Erin Diebboll
I trace the sunlight coming in through the window. With masking tape I outline the shape it makes, every 20 minutes, as it slowly slides across the room. At night, I paint the walls, the floor and everything else. Finally I peel away the tape, uncovering the original surfaces within that path of light.
Ideally, I would apply this process to all the rooms of a fully-furnished home. I imagine the house to be a typical suburban home - not an outlier in terms of location, class, style. The house is likely to be abandoned - but if someone would let me paint their house and everything inside of it - great! They can continue to live there. The painted sofa will feel a little crunchy.
The house should remain open to visitors who wish to explore. Wandering the rooms, there is a feeling that this place is frozen in time. But it’s also constantly changing. The light streams into each room at a different time of day and at different times of the year.

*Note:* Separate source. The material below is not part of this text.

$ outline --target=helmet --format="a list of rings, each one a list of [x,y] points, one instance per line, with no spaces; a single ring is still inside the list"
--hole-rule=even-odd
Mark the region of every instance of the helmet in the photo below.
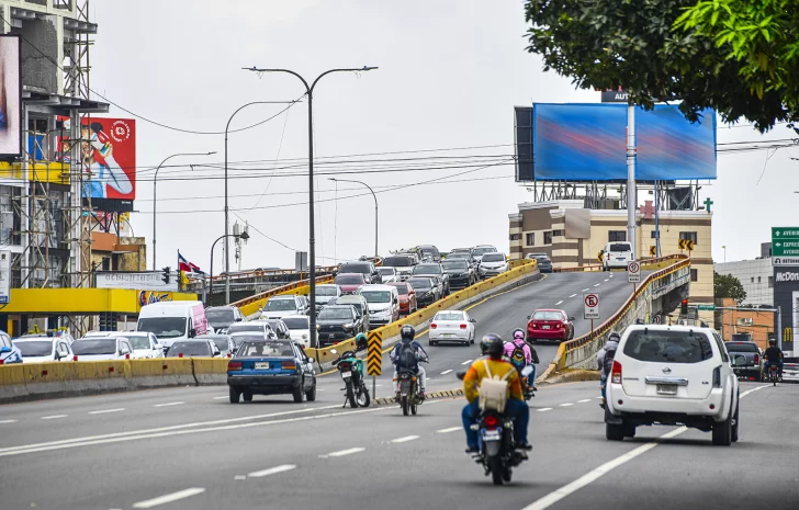
[[[416,338],[416,329],[413,326],[410,326],[409,324],[406,324],[400,330],[400,338],[405,343],[413,342],[414,338]]]
[[[498,335],[488,333],[480,341],[480,348],[483,354],[489,355],[494,360],[502,358],[505,352],[505,342]]]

Erin Diebboll makes drawings of past homes from memory and places she’s never seen described to her by others. She was raised in Massachusetts and has been based in Brooklyn and the San Francisco Bay Area. She is a current fellow at the Fine Arts Work Center in Provincetown and has been granted residencies at Headlands Center for the Arts, Kala Art Institute, Tsarino Bulgaria, the Vermont Studio Center, LMCC’s Swing Space on Governors Island and the Lower East Side Printshop. She received her BFA from Cooper Union.